GUYS AND GIRLS LISTEN UP, the institution of marriage is not going to implode simply because a teensy tiny proportion of marriages include two bits that look the same where they should look different.
An idealistic idea of sacred christian marriages has already been corrupted, using the excuse that marriage should be between a man and a woman to be real is invalid, in my opinion, because then you would have to apply that same principle to all the other sorts of marriages that are allowed to occur which aren't in the original plan, and then suddenly everything collapses. Why on earth are we following on the coat-tails of a bunch of married, conservative (dare I say it, middle class) Christians in leadership who are basically being massive hypocrites and allowing all sorts of non-biblical marriages to take place in their churches, but cannot turn this same blind eye to same sex relationships. If they see marriage, and not to mention God's plan for marriage, as being so fragile that a few willies where there should be lady parts (or vice versa) are able to destruct it then they're kinda fighting a losing battle. I have no idea where this protective, guard dog type approach towards marriage has come from, it seems to me half the time that Christians are fighting against gay marriage just because they can.

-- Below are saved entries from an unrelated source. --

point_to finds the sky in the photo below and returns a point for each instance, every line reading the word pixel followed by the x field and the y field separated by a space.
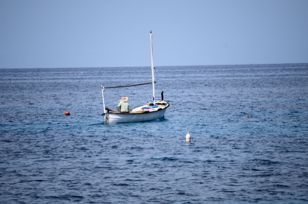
pixel 113 33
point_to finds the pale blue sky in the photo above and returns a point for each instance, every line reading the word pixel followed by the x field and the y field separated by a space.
pixel 103 33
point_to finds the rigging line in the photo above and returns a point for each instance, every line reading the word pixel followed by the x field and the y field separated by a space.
pixel 128 85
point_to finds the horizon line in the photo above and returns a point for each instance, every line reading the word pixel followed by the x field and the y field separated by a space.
pixel 95 67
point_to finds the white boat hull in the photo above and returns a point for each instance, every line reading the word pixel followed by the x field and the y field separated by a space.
pixel 113 118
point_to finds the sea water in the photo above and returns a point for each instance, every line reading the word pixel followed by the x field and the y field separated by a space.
pixel 248 124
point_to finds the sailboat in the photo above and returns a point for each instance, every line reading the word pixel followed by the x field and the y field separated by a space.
pixel 152 110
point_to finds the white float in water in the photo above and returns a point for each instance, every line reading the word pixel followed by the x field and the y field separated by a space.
pixel 187 137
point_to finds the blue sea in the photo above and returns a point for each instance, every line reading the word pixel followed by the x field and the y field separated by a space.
pixel 248 123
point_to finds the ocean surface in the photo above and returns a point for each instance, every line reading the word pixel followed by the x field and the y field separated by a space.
pixel 249 128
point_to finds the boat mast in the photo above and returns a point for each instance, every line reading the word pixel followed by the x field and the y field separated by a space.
pixel 104 106
pixel 152 67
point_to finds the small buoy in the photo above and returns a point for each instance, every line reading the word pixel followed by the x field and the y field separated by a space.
pixel 187 137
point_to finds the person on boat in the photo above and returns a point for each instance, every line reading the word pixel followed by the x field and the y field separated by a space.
pixel 123 106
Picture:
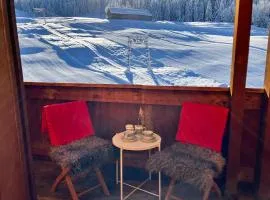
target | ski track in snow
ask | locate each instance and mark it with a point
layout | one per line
(90, 50)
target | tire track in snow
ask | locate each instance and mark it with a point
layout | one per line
(90, 46)
(63, 36)
(81, 42)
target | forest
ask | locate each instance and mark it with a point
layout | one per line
(170, 10)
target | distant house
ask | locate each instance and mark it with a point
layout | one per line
(128, 13)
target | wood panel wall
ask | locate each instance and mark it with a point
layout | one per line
(111, 112)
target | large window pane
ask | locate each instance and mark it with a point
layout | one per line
(187, 42)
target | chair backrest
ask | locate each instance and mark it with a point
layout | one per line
(66, 122)
(202, 125)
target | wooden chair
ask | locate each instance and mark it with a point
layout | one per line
(75, 148)
(195, 157)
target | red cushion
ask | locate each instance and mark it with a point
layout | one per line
(202, 125)
(66, 122)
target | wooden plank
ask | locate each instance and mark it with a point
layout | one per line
(141, 96)
(264, 178)
(123, 86)
(15, 167)
(237, 88)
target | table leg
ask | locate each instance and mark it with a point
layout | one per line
(121, 174)
(159, 180)
(116, 172)
(149, 156)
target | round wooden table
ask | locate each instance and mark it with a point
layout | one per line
(135, 146)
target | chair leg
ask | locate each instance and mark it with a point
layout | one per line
(71, 188)
(170, 189)
(102, 182)
(217, 190)
(207, 192)
(59, 179)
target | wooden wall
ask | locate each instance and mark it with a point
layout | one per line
(112, 107)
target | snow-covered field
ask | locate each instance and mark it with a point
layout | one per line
(93, 50)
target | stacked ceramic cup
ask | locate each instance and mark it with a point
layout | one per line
(148, 136)
(129, 134)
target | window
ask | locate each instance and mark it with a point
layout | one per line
(149, 42)
(258, 43)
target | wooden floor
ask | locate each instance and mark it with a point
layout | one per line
(46, 172)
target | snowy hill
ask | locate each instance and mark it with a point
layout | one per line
(93, 50)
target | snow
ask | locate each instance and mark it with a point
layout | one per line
(130, 11)
(93, 50)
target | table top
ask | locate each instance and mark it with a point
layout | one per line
(135, 146)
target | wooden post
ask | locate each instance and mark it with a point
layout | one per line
(243, 13)
(16, 180)
(264, 164)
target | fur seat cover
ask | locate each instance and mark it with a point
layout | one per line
(83, 154)
(189, 163)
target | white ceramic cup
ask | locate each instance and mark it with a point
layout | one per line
(129, 127)
(139, 129)
(148, 133)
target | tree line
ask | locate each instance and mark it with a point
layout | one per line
(171, 10)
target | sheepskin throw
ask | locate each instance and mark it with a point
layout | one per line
(83, 154)
(189, 163)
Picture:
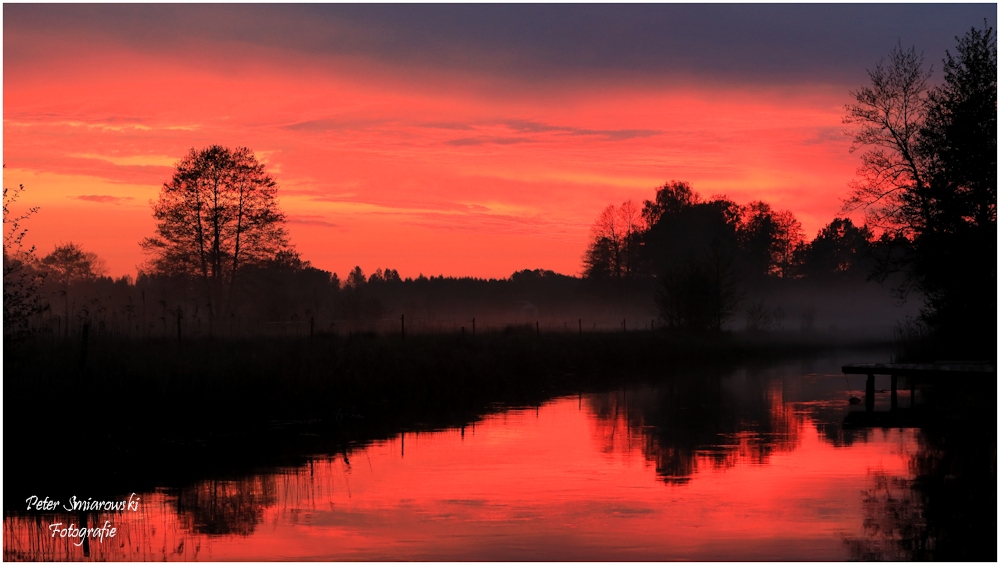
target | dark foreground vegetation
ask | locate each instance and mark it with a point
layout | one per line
(128, 416)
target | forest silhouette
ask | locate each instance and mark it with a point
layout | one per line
(228, 332)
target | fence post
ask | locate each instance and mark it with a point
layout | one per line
(83, 344)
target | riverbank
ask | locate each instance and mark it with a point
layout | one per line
(122, 416)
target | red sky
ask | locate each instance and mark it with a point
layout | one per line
(405, 145)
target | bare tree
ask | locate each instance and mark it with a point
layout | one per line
(888, 115)
(21, 281)
(217, 214)
(615, 240)
(69, 264)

What I think has upset me the most about this, is the fact that many of my friends will share the beliefs of this campaign, and will agree with this exclusion of part of the church family. Already gay christians are sidelined in churches, through hush-hush treatment, ousting from leadership roles, through an expectation for celibacy, even through offering therapies and curative treatments. It makes me really sad to realise that some of the most loving and godly people that I have been blessed to be friends with, will hold these veiled homophobic beliefs.
It's all made me wonder in a way I have never really thought before. Can I be friends with these people? Can I comfortably share my Christian walk with these people whose acceptance for others has limits? I mean, could you be friends with someone knowing they had signed a petition campaigning that they will have rights that you cannot? Say you were black and I was white, and I signed a petition saying you should not be allowed the same rights as I, would you be my friend? We can argue the semantics but how about focusing on the sentiment- this petition claims that people with a certain biological/genetic/environmental/whatever disposition over which they have no choice, should be denied certain privileges that the dominant group has claimed.
To be honest I am entirely fed up with it all, this whole division, the argument, the bigoted individuals, the shame that I am being made to feel... it is really making me consider whether I want to be part of this church institution at all, it just doesn't match with what I see and know of Jesus. I feel like hiding under my blankets until this whole storm has passed, yet as I said, a small part of me wants to be one of the David who fights these Goliaths. I really hope this legislation passes through, and that the church cottons on quickly that the world will keep spinning despite the fact they have had to share their precious marriage with the gentiles.